Cañete argumentó que su viaje a Corrientes se debió a su compromiso con la lucha contra los abusos hacia menores y a su deseo de contribuir en la búsqueda del niño desaparecido. Sin embargo, cuando la fiscalía le planteó preguntas clave sobre su relación con la Fundación Lucio Dupuy, su discurso se volvió confuso. Afirmó haber conversado con Ramón Dupuy y que contaba con la autorización para actuar en nombre de la fundación, pero posteriormente matizó su declaración, sugiriendo que el abuelo de Lucio se había distanciado del grupo debido a las amenazas que habían recibido. Esta inconsistencia provocó la desconfianza de los fiscales, quienes consideraron que su relato carecía de solidez.
Uno de los momentos más críticos de su declaración ocurrió cuando el fiscal general, Carlos Schaefer, le mostró una conversación en la que Cañete mencionaba la necesidad de respaldarse en alguna organización para llegar a Corrientes. La respuesta evasiva de Cañete, que se limitó a repetir que tenía un vínculo con la fundación sin aclarar detalles específicos, llevó a la fiscalía a cuestionar la veracidad de su relato. Este tipo de declaraciones son fundamentales en el contexto del juicio, ya que el vínculo con la fundación podría tener implicancias en su actuación y en la investigación misma.
Otro punto de tensión surgió al indagar sobre la relación entre la búsqueda de Loan y la presencia de familiares y menores en el hotel Despertar del Iberá, el cual fue utilizado como base por el grupo. La acusación sostiene que los miembros de la "Banda del hotel" mantuvieron allí a testigos y familiares mientras se llevaba a cabo la investigación. A pesar de las preguntas directas sobre este asunto, Cañete no logró proporcionar respuestas claras, lo que generó más dudas sobre su papel en los acontecimientos.

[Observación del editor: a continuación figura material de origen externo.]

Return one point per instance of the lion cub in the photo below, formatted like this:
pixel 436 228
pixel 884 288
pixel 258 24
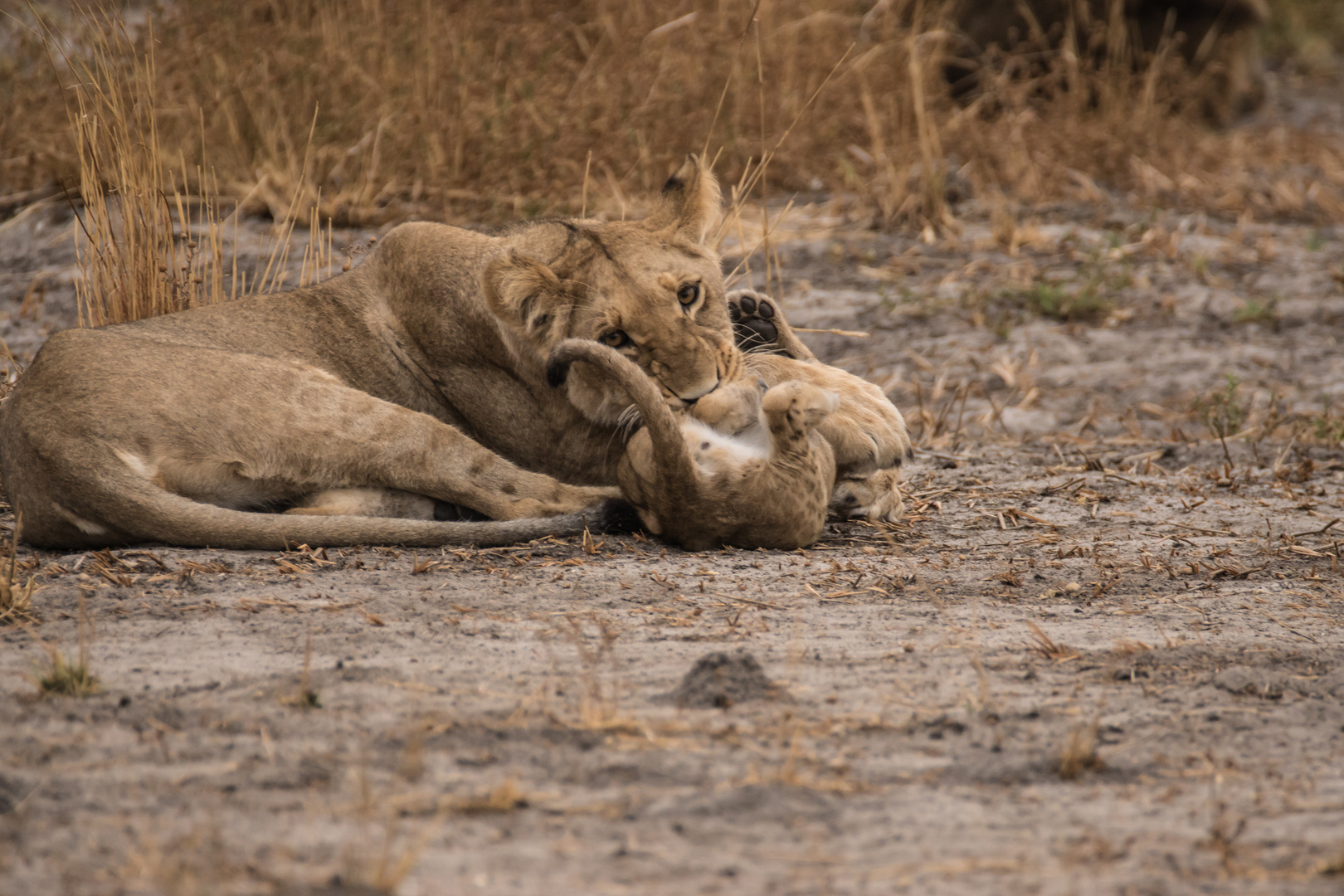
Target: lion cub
pixel 743 468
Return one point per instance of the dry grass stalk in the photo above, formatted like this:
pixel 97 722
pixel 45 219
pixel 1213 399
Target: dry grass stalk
pixel 65 677
pixel 1079 752
pixel 307 696
pixel 15 598
pixel 1047 648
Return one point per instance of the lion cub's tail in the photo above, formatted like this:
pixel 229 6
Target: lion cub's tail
pixel 675 469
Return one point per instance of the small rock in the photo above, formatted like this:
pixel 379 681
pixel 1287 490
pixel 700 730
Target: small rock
pixel 721 680
pixel 1259 683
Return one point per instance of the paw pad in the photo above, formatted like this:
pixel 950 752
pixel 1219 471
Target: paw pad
pixel 752 324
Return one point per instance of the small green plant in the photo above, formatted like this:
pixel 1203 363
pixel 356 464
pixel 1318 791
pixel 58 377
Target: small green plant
pixel 1053 301
pixel 1255 312
pixel 1220 411
pixel 1328 426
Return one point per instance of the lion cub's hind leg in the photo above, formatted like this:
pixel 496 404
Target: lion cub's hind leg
pixel 385 503
pixel 791 410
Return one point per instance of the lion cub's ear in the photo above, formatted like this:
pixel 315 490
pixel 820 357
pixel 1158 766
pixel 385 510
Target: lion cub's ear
pixel 691 202
pixel 528 296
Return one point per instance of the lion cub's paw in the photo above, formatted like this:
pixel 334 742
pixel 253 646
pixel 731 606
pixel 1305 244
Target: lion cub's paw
pixel 758 325
pixel 874 497
pixel 801 405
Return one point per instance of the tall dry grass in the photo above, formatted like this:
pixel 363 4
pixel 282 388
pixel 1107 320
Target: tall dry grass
pixel 152 231
pixel 373 110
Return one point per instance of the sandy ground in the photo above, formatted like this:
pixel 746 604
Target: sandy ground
pixel 1101 655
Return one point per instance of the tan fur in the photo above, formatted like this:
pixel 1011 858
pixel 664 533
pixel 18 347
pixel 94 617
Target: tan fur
pixel 704 488
pixel 869 486
pixel 421 373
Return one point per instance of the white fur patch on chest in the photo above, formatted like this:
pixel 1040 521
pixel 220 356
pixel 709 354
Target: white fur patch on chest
pixel 714 451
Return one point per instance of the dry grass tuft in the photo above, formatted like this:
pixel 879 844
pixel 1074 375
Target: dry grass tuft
pixel 509 112
pixel 1079 752
pixel 307 696
pixel 62 676
pixel 1047 648
pixel 15 598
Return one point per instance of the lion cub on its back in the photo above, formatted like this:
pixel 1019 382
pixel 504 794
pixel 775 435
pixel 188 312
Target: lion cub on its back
pixel 746 469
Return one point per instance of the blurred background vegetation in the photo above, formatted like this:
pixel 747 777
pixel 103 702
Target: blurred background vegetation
pixel 374 110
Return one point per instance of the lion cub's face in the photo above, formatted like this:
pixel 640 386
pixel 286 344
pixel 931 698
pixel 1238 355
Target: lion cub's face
pixel 650 289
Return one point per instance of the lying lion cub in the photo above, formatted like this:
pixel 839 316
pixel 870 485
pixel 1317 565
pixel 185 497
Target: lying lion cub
pixel 735 468
pixel 413 386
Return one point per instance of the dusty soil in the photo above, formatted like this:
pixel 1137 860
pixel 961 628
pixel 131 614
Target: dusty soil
pixel 1101 655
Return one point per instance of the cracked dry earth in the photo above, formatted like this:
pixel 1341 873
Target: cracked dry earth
pixel 1101 655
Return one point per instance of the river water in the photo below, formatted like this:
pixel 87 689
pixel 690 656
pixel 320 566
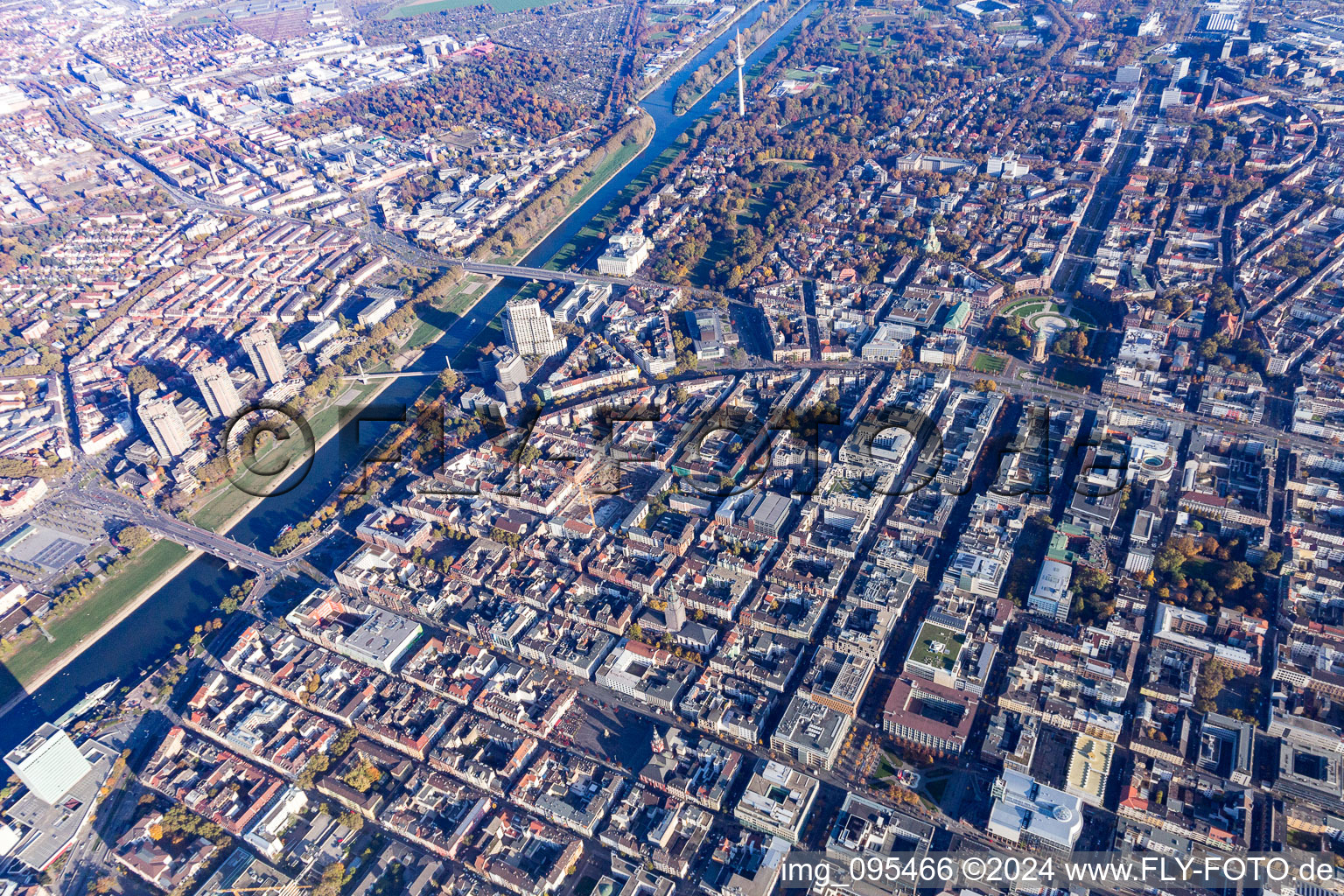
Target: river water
pixel 170 617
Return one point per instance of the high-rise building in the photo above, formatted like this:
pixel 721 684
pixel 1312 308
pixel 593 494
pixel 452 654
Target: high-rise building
pixel 217 387
pixel 165 427
pixel 528 329
pixel 49 763
pixel 263 354
pixel 508 371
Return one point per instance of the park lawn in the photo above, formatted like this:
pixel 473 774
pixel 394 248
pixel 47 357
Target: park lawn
pixel 611 165
pixel 1078 376
pixel 469 356
pixel 591 234
pixel 1026 311
pixel 230 499
pixel 988 363
pixel 29 662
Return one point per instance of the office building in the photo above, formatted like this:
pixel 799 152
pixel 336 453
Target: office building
pixel 508 371
pixel 165 427
pixel 217 387
pixel 528 329
pixel 777 800
pixel 624 254
pixel 1050 595
pixel 865 830
pixel 810 732
pixel 1027 813
pixel 49 763
pixel 263 354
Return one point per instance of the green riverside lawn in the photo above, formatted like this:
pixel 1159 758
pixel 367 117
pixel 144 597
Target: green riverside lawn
pixel 32 660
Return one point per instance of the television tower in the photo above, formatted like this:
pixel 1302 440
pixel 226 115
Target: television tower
pixel 742 95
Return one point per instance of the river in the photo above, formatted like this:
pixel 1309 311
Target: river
pixel 170 617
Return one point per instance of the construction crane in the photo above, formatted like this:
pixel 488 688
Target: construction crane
pixel 588 499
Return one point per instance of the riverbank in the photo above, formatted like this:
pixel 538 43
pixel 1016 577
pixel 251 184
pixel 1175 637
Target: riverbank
pixel 54 659
pixel 163 562
pixel 193 594
pixel 691 54
pixel 613 164
pixel 680 109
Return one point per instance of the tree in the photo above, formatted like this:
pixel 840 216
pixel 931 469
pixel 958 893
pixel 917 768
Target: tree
pixel 1170 560
pixel 142 379
pixel 333 878
pixel 135 536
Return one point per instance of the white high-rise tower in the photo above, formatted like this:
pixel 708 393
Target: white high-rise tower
pixel 742 93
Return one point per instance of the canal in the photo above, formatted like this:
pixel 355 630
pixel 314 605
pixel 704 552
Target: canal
pixel 170 617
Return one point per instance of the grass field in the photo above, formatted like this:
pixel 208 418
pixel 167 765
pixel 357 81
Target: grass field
pixel 937 647
pixel 988 363
pixel 591 234
pixel 613 163
pixel 32 659
pixel 230 499
pixel 503 7
pixel 1078 376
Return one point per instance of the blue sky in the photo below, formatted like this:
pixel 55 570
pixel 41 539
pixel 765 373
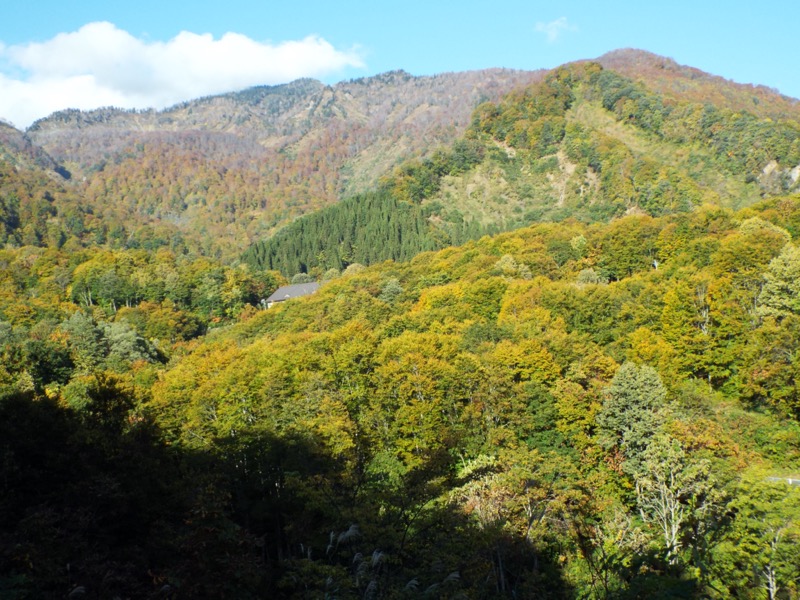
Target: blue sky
pixel 84 54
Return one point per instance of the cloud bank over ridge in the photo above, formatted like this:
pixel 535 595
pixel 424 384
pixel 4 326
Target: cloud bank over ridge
pixel 102 65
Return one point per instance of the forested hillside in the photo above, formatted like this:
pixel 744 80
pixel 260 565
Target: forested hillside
pixel 218 173
pixel 553 353
pixel 585 143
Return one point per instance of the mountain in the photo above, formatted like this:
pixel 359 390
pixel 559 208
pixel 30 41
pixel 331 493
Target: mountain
pixel 584 143
pixel 666 76
pixel 217 175
pixel 235 166
pixel 598 400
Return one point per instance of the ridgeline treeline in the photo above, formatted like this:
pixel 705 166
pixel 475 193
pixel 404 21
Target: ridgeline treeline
pixel 600 402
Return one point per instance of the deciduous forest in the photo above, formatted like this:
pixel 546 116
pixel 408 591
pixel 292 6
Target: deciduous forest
pixel 552 355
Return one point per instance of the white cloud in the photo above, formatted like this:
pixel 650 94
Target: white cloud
pixel 554 29
pixel 101 65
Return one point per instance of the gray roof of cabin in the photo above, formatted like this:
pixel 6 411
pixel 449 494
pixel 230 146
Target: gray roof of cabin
pixel 288 292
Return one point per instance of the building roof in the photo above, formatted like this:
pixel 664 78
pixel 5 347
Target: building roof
pixel 288 292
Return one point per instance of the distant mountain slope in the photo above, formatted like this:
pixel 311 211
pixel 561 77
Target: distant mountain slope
pixel 585 143
pixel 214 175
pixel 234 166
pixel 666 76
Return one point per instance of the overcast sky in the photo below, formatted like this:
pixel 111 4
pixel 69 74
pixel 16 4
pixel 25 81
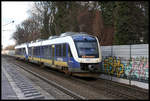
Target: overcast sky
pixel 12 11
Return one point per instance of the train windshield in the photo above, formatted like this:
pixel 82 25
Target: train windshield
pixel 87 49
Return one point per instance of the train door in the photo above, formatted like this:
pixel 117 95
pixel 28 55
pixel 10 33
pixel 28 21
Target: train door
pixel 53 54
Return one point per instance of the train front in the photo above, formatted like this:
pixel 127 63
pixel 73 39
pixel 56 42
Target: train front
pixel 88 59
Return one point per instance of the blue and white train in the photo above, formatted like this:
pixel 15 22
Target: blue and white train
pixel 72 52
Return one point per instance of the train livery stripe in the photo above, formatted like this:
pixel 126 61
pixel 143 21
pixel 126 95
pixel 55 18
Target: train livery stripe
pixel 21 56
pixel 61 63
pixel 58 63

La intervención de su abogado defensor, Martín Leiro, fue constante a lo largo de la declaración, en un intento por controlar la situación y evitar que las respuestas del acusado lo comprometieran aún más. Esta dinámica refleja la complejidad del caso y la presión que enfrenta Cañete en el marco del juicio, donde cada palabra puede tener un impacto significativo en su defensa.
Al finalizar su declaración, Cañete hizo referencia a Pablo Gabriel Núñez, otro de los acusados de la "Banda del hotel", al que describió como su peluquero. Según su relato, Núñez fue convocado a Corrientes para ayudarlo con su apariencia durante su estancia en 9 de Julio, un comentario que pareció trivializar la seriedad de los cargos que enfrentan. Cañete afirmó que Núñez había llegado en colectivo y había terminado cortando el pelo a varias personas, lo que generó incredulidad entre los presentes, considerando el contexto del juicio.
La declaración de Cañete deja muchas interrogantes sin respuesta y pone de manifiesto las dificultades que enfrenta la justicia para esclarecer un caso tan complejo como la desaparición de Loan. La falta de claridad en sus respuestas y los vínculos poco precisos con la Fundación Dupuy podrían tener repercusiones significativas en la búsqueda de la verdad y la justicia en este caso que ha captado la atención nacional. El proceso judicial continúa, y se espera que nuevos testimonios aporten más luz sobre los hechos y los protagonistas involucrados.